At the event, Interior Minister General Lazaro Alberto Alvarez expressed the country’s respect and gratitude for the soldiers he said had “fought to the last bullet” during US bombings and a raid by US special forces who seized Maduro and his wife from their Caracas residence on January 3.
“We do not receive them with resignation; we do so with profound pride,” the minister added, and said the United States “will never be able to buy the dignity of the Cuban people.”
The soldiers’ bodies were then transported in Jeeps to the Ministry of the Revolutionary Armed Forces, with Cubans lining the streets and applauding the procession.
Residents of the capital can pay their respects throughout the day, which will close with a gathering outside the US embassy in Havana.

‘Manipulation’

The homage serves as an opportunity for Cuba to make a display of national unity at a time it is batting away pressure from US President Donald Trump.
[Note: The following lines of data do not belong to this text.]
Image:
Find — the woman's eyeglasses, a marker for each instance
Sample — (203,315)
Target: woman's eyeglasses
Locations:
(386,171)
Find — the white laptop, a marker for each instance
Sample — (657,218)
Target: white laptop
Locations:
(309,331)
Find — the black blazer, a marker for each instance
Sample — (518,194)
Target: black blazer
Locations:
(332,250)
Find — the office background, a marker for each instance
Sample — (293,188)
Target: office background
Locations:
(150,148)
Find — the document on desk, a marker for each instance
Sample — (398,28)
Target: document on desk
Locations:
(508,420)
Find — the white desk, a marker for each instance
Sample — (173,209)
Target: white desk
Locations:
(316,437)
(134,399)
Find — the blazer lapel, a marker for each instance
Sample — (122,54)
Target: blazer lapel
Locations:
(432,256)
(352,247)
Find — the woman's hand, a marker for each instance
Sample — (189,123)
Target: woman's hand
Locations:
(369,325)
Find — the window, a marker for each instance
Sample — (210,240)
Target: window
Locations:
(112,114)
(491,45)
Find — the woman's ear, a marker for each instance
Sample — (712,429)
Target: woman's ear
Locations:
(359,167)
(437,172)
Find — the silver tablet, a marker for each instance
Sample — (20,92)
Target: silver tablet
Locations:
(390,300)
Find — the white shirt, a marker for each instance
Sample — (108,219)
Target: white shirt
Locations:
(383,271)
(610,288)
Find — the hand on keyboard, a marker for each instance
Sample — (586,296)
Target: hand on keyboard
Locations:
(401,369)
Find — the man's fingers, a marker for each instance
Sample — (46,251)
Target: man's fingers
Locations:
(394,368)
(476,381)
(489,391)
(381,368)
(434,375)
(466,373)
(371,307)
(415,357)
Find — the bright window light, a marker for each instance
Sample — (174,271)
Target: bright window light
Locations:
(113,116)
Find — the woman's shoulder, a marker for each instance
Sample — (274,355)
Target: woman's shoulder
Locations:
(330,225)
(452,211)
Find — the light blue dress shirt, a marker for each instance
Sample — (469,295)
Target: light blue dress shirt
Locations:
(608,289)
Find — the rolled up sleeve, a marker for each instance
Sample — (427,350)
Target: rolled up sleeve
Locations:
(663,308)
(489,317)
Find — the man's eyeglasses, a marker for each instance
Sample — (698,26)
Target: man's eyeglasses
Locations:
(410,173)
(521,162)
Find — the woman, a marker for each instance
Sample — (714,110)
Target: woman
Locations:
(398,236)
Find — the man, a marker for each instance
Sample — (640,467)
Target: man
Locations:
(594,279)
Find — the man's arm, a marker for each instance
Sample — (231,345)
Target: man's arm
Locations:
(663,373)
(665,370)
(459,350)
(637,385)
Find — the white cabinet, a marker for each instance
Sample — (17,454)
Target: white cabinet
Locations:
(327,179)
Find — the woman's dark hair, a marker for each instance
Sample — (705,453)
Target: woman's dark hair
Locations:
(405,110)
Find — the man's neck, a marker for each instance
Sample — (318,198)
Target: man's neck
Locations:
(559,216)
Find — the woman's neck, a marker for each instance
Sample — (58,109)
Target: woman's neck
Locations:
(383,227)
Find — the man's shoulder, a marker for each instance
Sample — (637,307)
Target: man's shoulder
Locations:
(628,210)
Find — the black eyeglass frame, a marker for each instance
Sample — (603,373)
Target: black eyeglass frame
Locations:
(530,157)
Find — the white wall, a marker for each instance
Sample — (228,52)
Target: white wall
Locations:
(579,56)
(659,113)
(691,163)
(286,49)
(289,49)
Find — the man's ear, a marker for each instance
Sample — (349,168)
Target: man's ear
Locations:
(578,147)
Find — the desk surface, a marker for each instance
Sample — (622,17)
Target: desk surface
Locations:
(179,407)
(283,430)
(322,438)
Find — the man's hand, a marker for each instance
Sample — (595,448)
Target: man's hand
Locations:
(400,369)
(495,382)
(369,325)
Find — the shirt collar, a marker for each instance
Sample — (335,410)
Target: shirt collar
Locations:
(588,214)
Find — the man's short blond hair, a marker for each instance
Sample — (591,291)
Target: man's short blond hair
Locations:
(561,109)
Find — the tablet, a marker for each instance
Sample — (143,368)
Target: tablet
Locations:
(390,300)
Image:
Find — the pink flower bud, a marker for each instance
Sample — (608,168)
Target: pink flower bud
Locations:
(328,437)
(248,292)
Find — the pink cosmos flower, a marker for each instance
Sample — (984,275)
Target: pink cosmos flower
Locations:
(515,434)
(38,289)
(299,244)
Trump on Sunday urged Cuba to “make a deal,” the nature of which he did not divulge, or face the consequences.
The Republican president, who says Washington is now effectively running Venezuela, has vowed to cut off all oil and money that Caracas had been providing to ailing Cuba.
Cuba, which is struggling through its worst economic crisis in decades, has reacted defiantly to the US threats even as it reels from the loss of a key source of economic support.
Havana has dismissed as “political manipulation” a US announcement of humanitarian aid for victims of Hurricane Melissa, which hit last October and killed nearly 60 people across the Caribbean.
“The US government is exploiting what might seem like a humanitarian gesture for opportunistic purposes and political manipulation,” Cuba’s foreign ministry said in a statement in response.
It added Washington had not been in touch about the delivery, which it would welcome “without conditions.”
Jeremy Lewin, the senior US official for foreign assistance, on Thursday cautioned Havana not to “politicize” the help.
“We look at this as the first, the beginning of what we hope will be a much broader ability to deliver assistance directly to the Cuban people,” he said.
US-Cuba relations have been tense for decades but hit a new low after the US capture of Maduro and his wife.
Twenty-three Venezuelan soldiers were also killed in the US strike that saw Maduro and his wife whisked away to stand trial in New York on drug-trafficking charges.